A fifth of patients among a chronic kidney disease (CKD) cohort on hemodialysis—a rare subset pulled from a large repository of national data—were able to come off the treatment following renal artery stenting, a team of researchers from the University of Texas (UT) Southwestern Medical Center in Dallas has found.
The findings—set to be presented at the 2024 Southern Association for Vascular Surgery (SAVS) annual meeting in Scottsdale, Arizona (Jan. 24–27)—have been hailed as being potentially the best evidence available in the field of renal stenting for decades to come, among a patient population so few in number that a randomized controlled trial (RCT) would almost never be viable, senior investigator and vascular surgeon J. Gregory Modrall, MD, a professor of surgery at UT Southwestern Medical School, told Vascular Specialist ahead of SAVS 2024.
“I have worked in the area of renal artery stenting for a number of years, but we have always focused on patients who had CKD and were not yet on dialysis,” Modrall explained.
When working on a larger study, using the TriNetX clinical database, he realized an opportunity had presented itself because of the repository’s sheer size. “It has a very large number of patients who were already on dialysis when they got stented,” said Modrall. “I realized that this presented a unique opportunity to address something that the literature is completely lacking.”
Among 173 patients who met inclusion criteria, Modrall and colleagues show that 33 (19.1%) were rescued from dialysis after stenting and were categorized as responders. At 30–90 days post-stenting, the median eGFR (estimated glomerular filtration rate) for responders was 51.6 ml/ min/1.73 m2 and remained stable over a median follow-up of 1.1 years. Survival was superior for responders, compared to non-responders, they found.
“We looked at patients who were on recent dialysis or current dialysis at the time of the renal artery stenting,” Modrall explained. “We defined recent stenting as within 60 days. The goal was to avoid inclusion of patients who maybe had dialysis six months ago but were no longer on it.
“Many of us in this field have had the sense there may be a small subset who can come off dialysis if stented at the right time but we have never had any data to guide us in patient selection, so, by and large, providers have just decided if patients are already on dialysis then they’re not going to stent that patient.
“What we found was that there is a subset that will come off dialysis—it’s about 19% of stenting patients came off in this cohort.”
Modrall and his team established that there were three basic predictors: duration of pre-stenting dialysis <79.5 days, diabetes and smoking. Two were dominant, he said. “Diabetes was a negative predictor.”
Those two dominant variables within the cohort alone “predicted 83–84% of the outcomes accurately,” Modrall continued. “So, we think that’s pretty solid data that suggest that we should be looking especially at those two variables in choosing the patients for stenting.”
With no RCT ever likely to be carried out in this subset of patients because the number who were stented in any given institution while already on dialysis are so few up to now, the data from his SAVS paper “might be the best we have for decades,” reflected Modrall.

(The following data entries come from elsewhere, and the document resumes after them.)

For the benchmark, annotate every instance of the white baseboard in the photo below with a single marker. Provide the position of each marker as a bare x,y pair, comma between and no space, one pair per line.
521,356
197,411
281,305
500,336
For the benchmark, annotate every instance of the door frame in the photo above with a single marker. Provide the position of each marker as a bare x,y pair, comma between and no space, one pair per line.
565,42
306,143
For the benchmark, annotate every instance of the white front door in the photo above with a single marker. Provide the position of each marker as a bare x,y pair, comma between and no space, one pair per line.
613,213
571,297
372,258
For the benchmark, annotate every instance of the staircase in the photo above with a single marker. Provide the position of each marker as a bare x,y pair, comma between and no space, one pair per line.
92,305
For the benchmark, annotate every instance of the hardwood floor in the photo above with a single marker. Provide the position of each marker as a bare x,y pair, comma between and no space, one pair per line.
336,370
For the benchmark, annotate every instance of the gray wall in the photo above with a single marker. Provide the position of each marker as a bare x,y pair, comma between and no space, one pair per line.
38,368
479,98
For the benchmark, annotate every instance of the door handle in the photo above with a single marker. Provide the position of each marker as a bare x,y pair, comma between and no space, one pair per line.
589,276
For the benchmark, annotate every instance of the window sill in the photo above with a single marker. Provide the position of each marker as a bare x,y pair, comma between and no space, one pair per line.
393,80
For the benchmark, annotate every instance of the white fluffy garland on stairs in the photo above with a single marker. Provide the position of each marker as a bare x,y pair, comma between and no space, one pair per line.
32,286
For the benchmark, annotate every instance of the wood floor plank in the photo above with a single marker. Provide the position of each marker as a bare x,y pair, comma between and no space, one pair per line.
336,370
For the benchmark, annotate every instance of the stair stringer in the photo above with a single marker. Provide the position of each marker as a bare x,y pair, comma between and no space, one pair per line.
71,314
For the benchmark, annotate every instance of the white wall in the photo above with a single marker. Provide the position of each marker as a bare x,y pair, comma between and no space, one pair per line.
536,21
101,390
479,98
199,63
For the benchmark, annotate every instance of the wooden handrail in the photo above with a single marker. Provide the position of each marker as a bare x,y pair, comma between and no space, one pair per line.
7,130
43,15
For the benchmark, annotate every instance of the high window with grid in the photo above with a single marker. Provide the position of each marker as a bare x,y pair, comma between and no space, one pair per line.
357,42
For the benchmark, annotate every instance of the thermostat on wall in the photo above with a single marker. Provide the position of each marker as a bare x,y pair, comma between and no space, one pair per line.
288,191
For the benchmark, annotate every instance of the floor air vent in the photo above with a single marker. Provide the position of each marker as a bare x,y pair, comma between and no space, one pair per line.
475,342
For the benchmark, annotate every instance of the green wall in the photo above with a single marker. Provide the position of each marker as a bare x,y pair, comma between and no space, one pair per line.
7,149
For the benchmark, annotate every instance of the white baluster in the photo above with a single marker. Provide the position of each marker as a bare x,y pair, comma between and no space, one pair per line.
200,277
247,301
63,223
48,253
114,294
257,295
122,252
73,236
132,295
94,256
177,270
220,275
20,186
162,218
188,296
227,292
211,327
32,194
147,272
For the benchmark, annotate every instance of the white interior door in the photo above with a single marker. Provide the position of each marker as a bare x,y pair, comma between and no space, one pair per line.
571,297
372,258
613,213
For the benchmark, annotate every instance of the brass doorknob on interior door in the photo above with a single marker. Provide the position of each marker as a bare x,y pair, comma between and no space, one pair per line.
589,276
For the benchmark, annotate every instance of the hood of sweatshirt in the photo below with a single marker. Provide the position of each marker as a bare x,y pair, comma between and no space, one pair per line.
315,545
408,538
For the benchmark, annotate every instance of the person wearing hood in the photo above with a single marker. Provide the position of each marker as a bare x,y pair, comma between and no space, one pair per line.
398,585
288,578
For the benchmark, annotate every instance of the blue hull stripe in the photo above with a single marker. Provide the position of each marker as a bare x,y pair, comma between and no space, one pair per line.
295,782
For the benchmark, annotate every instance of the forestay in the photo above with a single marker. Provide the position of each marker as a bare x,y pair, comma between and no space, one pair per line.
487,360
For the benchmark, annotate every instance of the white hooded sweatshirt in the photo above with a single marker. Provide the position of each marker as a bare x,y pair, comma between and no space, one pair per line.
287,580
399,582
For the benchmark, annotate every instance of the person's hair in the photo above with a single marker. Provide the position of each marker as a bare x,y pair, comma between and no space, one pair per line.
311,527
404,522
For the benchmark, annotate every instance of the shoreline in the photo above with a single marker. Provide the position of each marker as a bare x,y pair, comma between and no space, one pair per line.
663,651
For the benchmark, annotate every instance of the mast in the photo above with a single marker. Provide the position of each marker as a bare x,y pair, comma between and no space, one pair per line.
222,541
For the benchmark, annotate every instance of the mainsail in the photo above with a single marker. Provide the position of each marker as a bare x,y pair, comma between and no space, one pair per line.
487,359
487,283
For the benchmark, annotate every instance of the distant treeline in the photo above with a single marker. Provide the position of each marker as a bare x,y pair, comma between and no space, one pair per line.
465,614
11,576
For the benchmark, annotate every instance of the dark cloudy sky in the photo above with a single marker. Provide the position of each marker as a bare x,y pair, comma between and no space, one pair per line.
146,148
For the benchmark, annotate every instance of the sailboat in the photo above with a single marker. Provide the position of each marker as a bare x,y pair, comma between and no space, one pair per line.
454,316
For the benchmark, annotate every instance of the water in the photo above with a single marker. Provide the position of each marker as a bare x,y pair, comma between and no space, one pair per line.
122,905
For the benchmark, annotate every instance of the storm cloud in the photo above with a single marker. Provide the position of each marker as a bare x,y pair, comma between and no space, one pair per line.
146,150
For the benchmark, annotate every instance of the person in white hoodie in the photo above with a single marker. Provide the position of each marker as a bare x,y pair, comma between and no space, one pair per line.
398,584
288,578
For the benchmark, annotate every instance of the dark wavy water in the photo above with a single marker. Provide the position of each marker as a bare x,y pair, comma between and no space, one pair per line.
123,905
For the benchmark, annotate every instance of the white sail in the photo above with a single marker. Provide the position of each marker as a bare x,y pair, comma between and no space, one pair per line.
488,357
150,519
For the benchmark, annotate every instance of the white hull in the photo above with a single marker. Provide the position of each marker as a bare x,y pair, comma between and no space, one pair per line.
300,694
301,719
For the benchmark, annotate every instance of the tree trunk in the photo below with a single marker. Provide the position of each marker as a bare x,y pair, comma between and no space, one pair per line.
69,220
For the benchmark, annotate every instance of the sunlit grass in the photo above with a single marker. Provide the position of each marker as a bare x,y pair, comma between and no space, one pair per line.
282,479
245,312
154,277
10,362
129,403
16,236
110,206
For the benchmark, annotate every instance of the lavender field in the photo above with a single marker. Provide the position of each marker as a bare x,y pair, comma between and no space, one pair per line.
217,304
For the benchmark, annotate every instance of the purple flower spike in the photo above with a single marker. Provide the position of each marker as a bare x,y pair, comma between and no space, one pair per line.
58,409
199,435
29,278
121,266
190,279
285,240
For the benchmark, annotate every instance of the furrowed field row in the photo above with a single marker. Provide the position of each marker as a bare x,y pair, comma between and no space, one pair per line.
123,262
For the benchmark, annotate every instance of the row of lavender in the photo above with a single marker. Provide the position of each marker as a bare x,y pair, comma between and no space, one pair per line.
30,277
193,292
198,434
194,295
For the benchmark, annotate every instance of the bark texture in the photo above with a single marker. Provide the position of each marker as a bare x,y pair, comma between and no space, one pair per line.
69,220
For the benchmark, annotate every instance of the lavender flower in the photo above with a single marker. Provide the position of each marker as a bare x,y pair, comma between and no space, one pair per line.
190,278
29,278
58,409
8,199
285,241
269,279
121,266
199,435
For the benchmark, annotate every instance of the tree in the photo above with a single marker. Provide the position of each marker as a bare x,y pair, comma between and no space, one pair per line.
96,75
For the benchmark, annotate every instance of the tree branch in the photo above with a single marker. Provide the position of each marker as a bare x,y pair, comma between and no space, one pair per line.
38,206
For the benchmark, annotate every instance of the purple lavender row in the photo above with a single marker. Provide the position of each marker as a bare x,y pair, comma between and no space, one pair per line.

“I personally wouldn’t stent every patient who was recently on dialysis, had renal artery stenting and was not a diabetic, because we have got to look at other factors like long-term survival, ability to tolerate the procedures, etc., but I think that is a good starting place and a lot more than we had before this study began,” Modrall added.
“It’s always going to be a difficult decision and it’s something that should be made in conjunction with a nephrologist, the patient and after looking at life expectancy and the patient’s ability to tolerate the procedure. With good education, the patient should be very active in making that decision. The chances are not high, one in five, but if we can take you off dialysis, it will have a huge impact on your life going forward.”
The ongoing larger study on which Modrall and colleagues are working revealed that patients in CKD stages 3b and 4 (eGFR 15-44 mL/min/1.73m2) are the only sub-groups with a significant probability of improved renal function after renal stenting, with the rate of decline of preoperative eGFR over the months prior to stenting a powerful discriminator of patients who are most likely to benefit.
Those results, delivered during SAVS 2023 in Rio Grande, Puerto Rico, last January, bore the ultimate aim of creating a prediction tool. At the time, Modrall pointed out that the predictors highlighted were “putative,” or “candidate predictors,” that have not been validated in a prospective series. “The next step is to take the data from this study, combine it with two of our prior studies, and in doing so we will have close to 1,800 patients with renal artery stents,” he said at the time. “That represents the single largest dataset of renal artery stenting patients in existence to my knowledge.”
Modrall and his team explained how they had hoped to leverage the enlarged dataset to create an outcome prediction tool that clinicians can use in practice. He envisaged a desktop- or phone-based application into which a patient’s parameters could be input in order to establish a probability of improved renal function.
“It turns there are variables that we haven’t defined,” he said prior to SAVS 2024. “The predictive capacity is better than we have now, but it is not as high as I’d like to see it. We are continuing to work on that.
“If I cannot get to a predictive capacity with this database that I think is sufficient, the next step would be to take a machine-learning approach to try to identify variables that maybe we haven’t even considered before.”